Connect Grafana to the Uptime API with an API key and import a complete analytics dashboard. Every request is scoped to the API key owner, so Grafana can only read that account’s resources.

What this supports

  • Per-account monitor list queries via /api/v1/monitors.
  • Time-series monitor checks via /api/v1/monitors/:monitor/history.
  • Cross-monitor analytics via /api/v1/monitors/history.
  • Account quota and plan limits via /api/v1/account/usage and /api/v1/account/limits.
  • Read-only external dashboards using API keys with normal API usage/rate limits.

Quick import

  1. Download the dashboard file: grafana-uptime-api-example-dashboard.json.
  2. In Grafana, go to Dashboards → New → Import.
  3. Upload the JSON file, then map the required datasource to your Infinity datasource.
  4. After import, adjust variables like history_range, history_limit, and monitor_list_limit.

The default dashboard includes monitor inventory, status mix, top/down monitors, account usage and limits, uptime/latency analytics, response-code breakdowns, outage events, and raw checks. Duplicate and edit panels freely.

It also ships with dedicated trend graphs for uptime, average/p95 latency, up vs down checks, HTTP code classes, and error-rate percentage over time.

If your Grafana/proxy path strips custom headers, append api_key=<YOUR_API_KEY> directly to the panel query URL as a fallback.

Step 1: create an API key

  1. Open Account → API keys in the Uptime dashboard.
  2. Create a key named something like Grafana dashboard.
  3. Copy the plaintext key immediately (it is shown only once).

Rotate the key periodically and revoke it if a dashboard or datasource is no longer needed.

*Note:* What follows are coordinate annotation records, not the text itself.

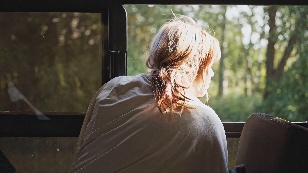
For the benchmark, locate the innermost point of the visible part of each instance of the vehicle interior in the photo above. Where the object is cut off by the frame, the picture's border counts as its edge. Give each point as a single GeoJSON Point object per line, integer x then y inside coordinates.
{"type": "Point", "coordinates": [46, 83]}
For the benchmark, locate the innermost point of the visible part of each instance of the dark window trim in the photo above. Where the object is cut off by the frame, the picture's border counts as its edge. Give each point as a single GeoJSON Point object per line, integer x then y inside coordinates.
{"type": "Point", "coordinates": [96, 5]}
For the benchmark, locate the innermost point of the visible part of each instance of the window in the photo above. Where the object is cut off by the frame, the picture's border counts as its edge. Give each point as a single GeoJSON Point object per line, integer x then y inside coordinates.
{"type": "Point", "coordinates": [50, 62]}
{"type": "Point", "coordinates": [263, 64]}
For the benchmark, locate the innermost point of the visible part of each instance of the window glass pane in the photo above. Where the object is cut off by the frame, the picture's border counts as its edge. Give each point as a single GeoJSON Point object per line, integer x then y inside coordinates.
{"type": "Point", "coordinates": [264, 57]}
{"type": "Point", "coordinates": [49, 62]}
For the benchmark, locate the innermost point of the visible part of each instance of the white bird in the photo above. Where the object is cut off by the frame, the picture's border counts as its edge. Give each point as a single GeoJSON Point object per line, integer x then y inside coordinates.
{"type": "Point", "coordinates": [16, 95]}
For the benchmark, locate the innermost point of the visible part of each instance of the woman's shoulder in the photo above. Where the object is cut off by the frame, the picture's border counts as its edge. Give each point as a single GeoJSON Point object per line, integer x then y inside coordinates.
{"type": "Point", "coordinates": [123, 80]}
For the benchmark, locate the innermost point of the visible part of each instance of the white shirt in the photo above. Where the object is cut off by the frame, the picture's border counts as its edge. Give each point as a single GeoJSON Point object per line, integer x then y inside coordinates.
{"type": "Point", "coordinates": [128, 134]}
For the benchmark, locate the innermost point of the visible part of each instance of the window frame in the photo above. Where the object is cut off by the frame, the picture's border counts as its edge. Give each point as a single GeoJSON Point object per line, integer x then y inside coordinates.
{"type": "Point", "coordinates": [67, 124]}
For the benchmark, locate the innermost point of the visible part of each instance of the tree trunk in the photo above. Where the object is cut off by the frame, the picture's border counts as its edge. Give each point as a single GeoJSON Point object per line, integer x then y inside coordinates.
{"type": "Point", "coordinates": [221, 63]}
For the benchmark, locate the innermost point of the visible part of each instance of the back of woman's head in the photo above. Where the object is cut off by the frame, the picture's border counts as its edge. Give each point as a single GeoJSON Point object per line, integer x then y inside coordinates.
{"type": "Point", "coordinates": [179, 53]}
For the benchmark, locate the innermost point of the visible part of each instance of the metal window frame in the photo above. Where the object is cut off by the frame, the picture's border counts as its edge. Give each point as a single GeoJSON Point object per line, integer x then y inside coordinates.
{"type": "Point", "coordinates": [65, 124]}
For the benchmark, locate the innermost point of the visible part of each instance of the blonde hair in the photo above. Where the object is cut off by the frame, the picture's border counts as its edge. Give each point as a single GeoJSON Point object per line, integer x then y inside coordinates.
{"type": "Point", "coordinates": [179, 53]}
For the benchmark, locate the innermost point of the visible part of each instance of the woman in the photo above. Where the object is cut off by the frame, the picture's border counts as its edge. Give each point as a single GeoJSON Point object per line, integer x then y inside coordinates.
{"type": "Point", "coordinates": [155, 122]}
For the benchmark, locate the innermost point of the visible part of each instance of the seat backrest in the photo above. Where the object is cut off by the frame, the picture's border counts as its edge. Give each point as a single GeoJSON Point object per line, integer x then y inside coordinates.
{"type": "Point", "coordinates": [269, 144]}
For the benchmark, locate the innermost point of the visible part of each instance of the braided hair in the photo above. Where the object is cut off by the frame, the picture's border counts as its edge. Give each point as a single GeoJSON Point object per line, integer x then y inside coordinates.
{"type": "Point", "coordinates": [179, 53]}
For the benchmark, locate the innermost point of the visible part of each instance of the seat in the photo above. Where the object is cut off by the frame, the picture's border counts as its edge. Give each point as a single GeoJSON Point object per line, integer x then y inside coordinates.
{"type": "Point", "coordinates": [269, 144]}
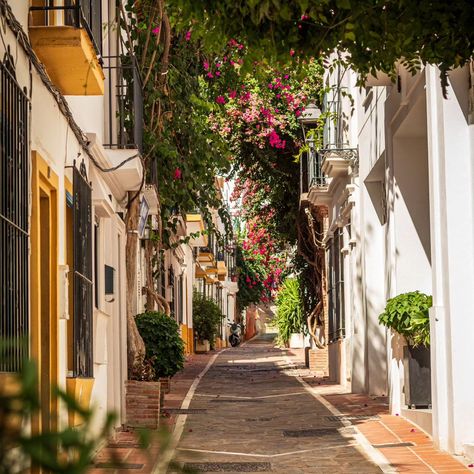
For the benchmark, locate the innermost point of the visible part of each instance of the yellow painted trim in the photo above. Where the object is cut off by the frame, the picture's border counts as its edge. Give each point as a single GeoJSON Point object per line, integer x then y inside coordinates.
{"type": "Point", "coordinates": [184, 336]}
{"type": "Point", "coordinates": [191, 340]}
{"type": "Point", "coordinates": [67, 185]}
{"type": "Point", "coordinates": [81, 390]}
{"type": "Point", "coordinates": [69, 57]}
{"type": "Point", "coordinates": [44, 182]}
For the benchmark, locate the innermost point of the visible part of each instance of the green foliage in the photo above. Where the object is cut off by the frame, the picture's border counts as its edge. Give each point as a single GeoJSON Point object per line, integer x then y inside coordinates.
{"type": "Point", "coordinates": [164, 346]}
{"type": "Point", "coordinates": [374, 33]}
{"type": "Point", "coordinates": [182, 154]}
{"type": "Point", "coordinates": [207, 317]}
{"type": "Point", "coordinates": [289, 315]}
{"type": "Point", "coordinates": [407, 314]}
{"type": "Point", "coordinates": [68, 450]}
{"type": "Point", "coordinates": [252, 273]}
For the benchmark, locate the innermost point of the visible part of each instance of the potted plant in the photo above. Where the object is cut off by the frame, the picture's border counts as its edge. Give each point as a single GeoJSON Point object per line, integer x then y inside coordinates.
{"type": "Point", "coordinates": [289, 314]}
{"type": "Point", "coordinates": [407, 314]}
{"type": "Point", "coordinates": [207, 319]}
{"type": "Point", "coordinates": [164, 345]}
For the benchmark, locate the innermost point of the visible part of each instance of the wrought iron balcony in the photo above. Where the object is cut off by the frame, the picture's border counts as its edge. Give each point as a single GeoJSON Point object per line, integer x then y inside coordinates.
{"type": "Point", "coordinates": [124, 100]}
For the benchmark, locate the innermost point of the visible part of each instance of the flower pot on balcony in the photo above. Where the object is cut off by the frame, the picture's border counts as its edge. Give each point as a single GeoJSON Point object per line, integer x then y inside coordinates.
{"type": "Point", "coordinates": [165, 384]}
{"type": "Point", "coordinates": [203, 346]}
{"type": "Point", "coordinates": [417, 369]}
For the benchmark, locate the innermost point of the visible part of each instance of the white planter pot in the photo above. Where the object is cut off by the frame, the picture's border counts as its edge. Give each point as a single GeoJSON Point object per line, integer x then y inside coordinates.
{"type": "Point", "coordinates": [203, 346]}
{"type": "Point", "coordinates": [296, 341]}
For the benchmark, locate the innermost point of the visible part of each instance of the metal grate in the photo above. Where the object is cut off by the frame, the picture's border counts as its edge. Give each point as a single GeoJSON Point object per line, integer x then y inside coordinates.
{"type": "Point", "coordinates": [352, 417]}
{"type": "Point", "coordinates": [14, 204]}
{"type": "Point", "coordinates": [229, 466]}
{"type": "Point", "coordinates": [83, 364]}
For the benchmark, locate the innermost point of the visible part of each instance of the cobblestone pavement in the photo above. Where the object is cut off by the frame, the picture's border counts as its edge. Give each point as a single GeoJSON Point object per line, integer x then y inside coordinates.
{"type": "Point", "coordinates": [251, 414]}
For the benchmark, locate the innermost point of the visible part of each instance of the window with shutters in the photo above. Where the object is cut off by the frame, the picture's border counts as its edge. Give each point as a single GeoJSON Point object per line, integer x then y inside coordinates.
{"type": "Point", "coordinates": [82, 274]}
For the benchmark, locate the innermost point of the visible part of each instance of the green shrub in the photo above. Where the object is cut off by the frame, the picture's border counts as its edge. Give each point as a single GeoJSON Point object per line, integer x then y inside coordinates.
{"type": "Point", "coordinates": [164, 346]}
{"type": "Point", "coordinates": [289, 315]}
{"type": "Point", "coordinates": [207, 317]}
{"type": "Point", "coordinates": [408, 315]}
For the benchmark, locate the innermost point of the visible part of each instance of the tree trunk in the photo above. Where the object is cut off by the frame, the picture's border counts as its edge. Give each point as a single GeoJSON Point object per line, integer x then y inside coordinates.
{"type": "Point", "coordinates": [136, 346]}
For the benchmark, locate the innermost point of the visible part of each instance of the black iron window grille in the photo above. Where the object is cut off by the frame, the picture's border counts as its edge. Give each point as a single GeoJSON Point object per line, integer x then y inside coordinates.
{"type": "Point", "coordinates": [82, 274]}
{"type": "Point", "coordinates": [312, 167]}
{"type": "Point", "coordinates": [124, 103]}
{"type": "Point", "coordinates": [85, 14]}
{"type": "Point", "coordinates": [14, 206]}
{"type": "Point", "coordinates": [336, 286]}
{"type": "Point", "coordinates": [171, 284]}
{"type": "Point", "coordinates": [181, 301]}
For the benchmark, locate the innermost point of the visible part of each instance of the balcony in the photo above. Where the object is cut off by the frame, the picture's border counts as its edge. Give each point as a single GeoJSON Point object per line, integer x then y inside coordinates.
{"type": "Point", "coordinates": [208, 253]}
{"type": "Point", "coordinates": [194, 225]}
{"type": "Point", "coordinates": [124, 103]}
{"type": "Point", "coordinates": [67, 40]}
{"type": "Point", "coordinates": [337, 162]}
{"type": "Point", "coordinates": [313, 180]}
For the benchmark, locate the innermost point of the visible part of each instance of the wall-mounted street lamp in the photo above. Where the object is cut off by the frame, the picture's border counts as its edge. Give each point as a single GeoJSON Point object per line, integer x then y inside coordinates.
{"type": "Point", "coordinates": [309, 118]}
{"type": "Point", "coordinates": [310, 173]}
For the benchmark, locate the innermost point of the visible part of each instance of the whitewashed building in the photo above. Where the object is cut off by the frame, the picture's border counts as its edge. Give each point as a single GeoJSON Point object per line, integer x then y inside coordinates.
{"type": "Point", "coordinates": [396, 180]}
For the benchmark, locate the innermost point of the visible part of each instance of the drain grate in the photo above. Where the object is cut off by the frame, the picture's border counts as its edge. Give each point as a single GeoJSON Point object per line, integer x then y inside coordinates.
{"type": "Point", "coordinates": [242, 400]}
{"type": "Point", "coordinates": [110, 465]}
{"type": "Point", "coordinates": [352, 417]}
{"type": "Point", "coordinates": [184, 411]}
{"type": "Point", "coordinates": [312, 433]}
{"type": "Point", "coordinates": [229, 466]}
{"type": "Point", "coordinates": [393, 445]}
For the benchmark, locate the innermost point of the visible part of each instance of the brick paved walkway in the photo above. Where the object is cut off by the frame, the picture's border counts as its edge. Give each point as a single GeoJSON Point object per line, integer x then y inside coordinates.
{"type": "Point", "coordinates": [124, 447]}
{"type": "Point", "coordinates": [250, 413]}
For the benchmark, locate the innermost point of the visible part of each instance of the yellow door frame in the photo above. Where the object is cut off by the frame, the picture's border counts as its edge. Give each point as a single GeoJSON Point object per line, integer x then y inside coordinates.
{"type": "Point", "coordinates": [45, 186]}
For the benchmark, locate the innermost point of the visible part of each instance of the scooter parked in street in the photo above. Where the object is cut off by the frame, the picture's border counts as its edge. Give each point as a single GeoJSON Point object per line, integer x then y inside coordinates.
{"type": "Point", "coordinates": [235, 334]}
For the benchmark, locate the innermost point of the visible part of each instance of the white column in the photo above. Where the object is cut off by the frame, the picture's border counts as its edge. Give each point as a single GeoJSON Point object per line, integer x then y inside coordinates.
{"type": "Point", "coordinates": [452, 252]}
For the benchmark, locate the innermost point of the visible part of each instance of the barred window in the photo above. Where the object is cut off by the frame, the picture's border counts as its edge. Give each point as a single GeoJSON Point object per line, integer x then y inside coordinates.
{"type": "Point", "coordinates": [14, 208]}
{"type": "Point", "coordinates": [82, 275]}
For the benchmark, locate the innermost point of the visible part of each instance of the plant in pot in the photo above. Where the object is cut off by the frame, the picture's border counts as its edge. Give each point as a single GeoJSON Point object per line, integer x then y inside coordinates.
{"type": "Point", "coordinates": [289, 315]}
{"type": "Point", "coordinates": [407, 314]}
{"type": "Point", "coordinates": [207, 319]}
{"type": "Point", "coordinates": [163, 343]}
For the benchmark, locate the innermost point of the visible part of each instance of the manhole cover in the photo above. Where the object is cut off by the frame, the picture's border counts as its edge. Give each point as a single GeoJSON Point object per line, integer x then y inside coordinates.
{"type": "Point", "coordinates": [393, 445]}
{"type": "Point", "coordinates": [241, 400]}
{"type": "Point", "coordinates": [110, 465]}
{"type": "Point", "coordinates": [312, 433]}
{"type": "Point", "coordinates": [352, 417]}
{"type": "Point", "coordinates": [184, 411]}
{"type": "Point", "coordinates": [229, 466]}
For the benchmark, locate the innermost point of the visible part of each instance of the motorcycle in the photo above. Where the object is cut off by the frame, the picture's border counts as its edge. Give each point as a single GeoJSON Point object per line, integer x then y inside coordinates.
{"type": "Point", "coordinates": [235, 334]}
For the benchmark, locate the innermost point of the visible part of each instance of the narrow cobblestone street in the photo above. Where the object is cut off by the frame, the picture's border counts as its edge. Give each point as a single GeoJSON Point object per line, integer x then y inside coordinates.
{"type": "Point", "coordinates": [251, 410]}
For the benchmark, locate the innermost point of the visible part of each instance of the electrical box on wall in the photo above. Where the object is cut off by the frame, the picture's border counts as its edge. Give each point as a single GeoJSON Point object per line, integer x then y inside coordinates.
{"type": "Point", "coordinates": [109, 282]}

Step 2: configure Grafana datasource

  1. Install and enable the Infinity datasource plugin in Grafana.
  2. Create a new Infinity datasource called "XuptimemonitorAPI" with a base URL that is only the API origin (no extra path), for example: https://xuptimemonitor.com or
  3. Add a custom HTTP header: Authorization: Bearer <API_KEY>.
  4. Save and run a test query to confirm HTTP 200 responses.

Step 3: build panels

Monitor list table

Query:

GET /api/v1/monitors?limit=200

Use JSON path data and map fields like name, status, uptimePercent, lastCheckedAt.

Latency or uptime time-series (all monitors)

Query:

GET /api/v1/monitors/history?range=24h&limit=5000&monitor_limit=200

Use JSON path points and map:

  • Time field: timeSec (Unix seconds, recommended) or timestamp (ISO)
  • Latency series: latencyMs
  • Series label: monitorName
  • Uptime state series: isUp (true/false)
  • Status code series: responseCode

Troubleshooting

  • Use relative panel URLs like /api/v1/monitors/history, not full https://... URLs.
  • If you see an error like xuptimemonitor.comhttps//..., the panel URL and datasource base URL are being concatenated incorrectly.
  • For summary stat panels, use root selector summaryRows (array) instead of summary (object).

Security model

  • Grafana authenticates with your API key on every request.
  • API routes return only resources for that key’s account owner.
  • Requests to monitors outside that account return 404.
  • Usage still counts against normal monthly API request limits.